I’m not the only one who gate-checks my normal life and becomes a totally new person when I leave home; there’s plenty of research showing our personalities and decisions actually transform when we’re traveling. “It is argued that holidays are a ‘liminoid period’ in which norms of behavior are temporarily abandoned,” wrote Cardiff University researchers in a study of female travelers and vacation flings.

For one thing, Vacation Me is a creative genius. When I’m writing, travel helps me solve plot puzzles and see my narratives—and my characters’ problems (*cough dead backpacker cough cough*)—in a whole new light.

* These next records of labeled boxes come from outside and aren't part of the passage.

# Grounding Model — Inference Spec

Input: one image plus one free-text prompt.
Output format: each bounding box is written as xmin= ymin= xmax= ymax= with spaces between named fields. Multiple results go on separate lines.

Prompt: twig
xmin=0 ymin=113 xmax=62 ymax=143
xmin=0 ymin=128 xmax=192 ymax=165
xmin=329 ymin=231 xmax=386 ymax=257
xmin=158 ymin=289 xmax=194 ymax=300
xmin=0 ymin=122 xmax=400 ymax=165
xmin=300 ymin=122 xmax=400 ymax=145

Vacation Me is also more open-minded and worldly. And ohhh, how I’d love to step out of my own shoes (cork-bottom slippers, if you must know) and see the world from perspectives other than mine or engage with people who aren’t like me… or who are just… not in my COVID bubble.

Plus, not going to lie, Vacation Me is kind of a sexual powerhouse. Swear to God, at home in New York I cannot for the life of me get someone to flirt back in a bar or commit to a date via an app. But once I get through Customs, I’m attracting moony-eyed men everywhere I go. Once, on a solo-cation, I kicked a hot architect I’d met earlier that week out of my bed so I could get to a massage on time, and then the hot masseuse asked for my number.

But if I'm being honest, I'm not totally sure I'll be able to be that person again. I’m in a relationship now, so future travels will be free of such dalliances, and I’m weather-beaten from the pandemic. I feel like I've been trained to steer clear of strangers and keep to myself, to sanitize every five minutes and constantly ask about things like HVAC systems and HEPA filters. But hey, whether previous Vacation Me is still under all this PPE or not, my first trip is on the books (Iceland over Labor Day, babyyy) and I have a feeling I’ll like Vacation Me 2.0, too. For one thing, she'll definitely be someone who appreciates the hell out of every new experience.

Sure, in the very worst-case scenario, fictional travelers might find themselves bucking the norm of calling the police when disaster strikes, instead scheming to ditch the body and get the hell out of there. But in the real world, taking a trip means kissing my dullest, most ordinary self goodbye. Vacation Andi is real, she’s spectacular, and she’s coming soon to an airport near you.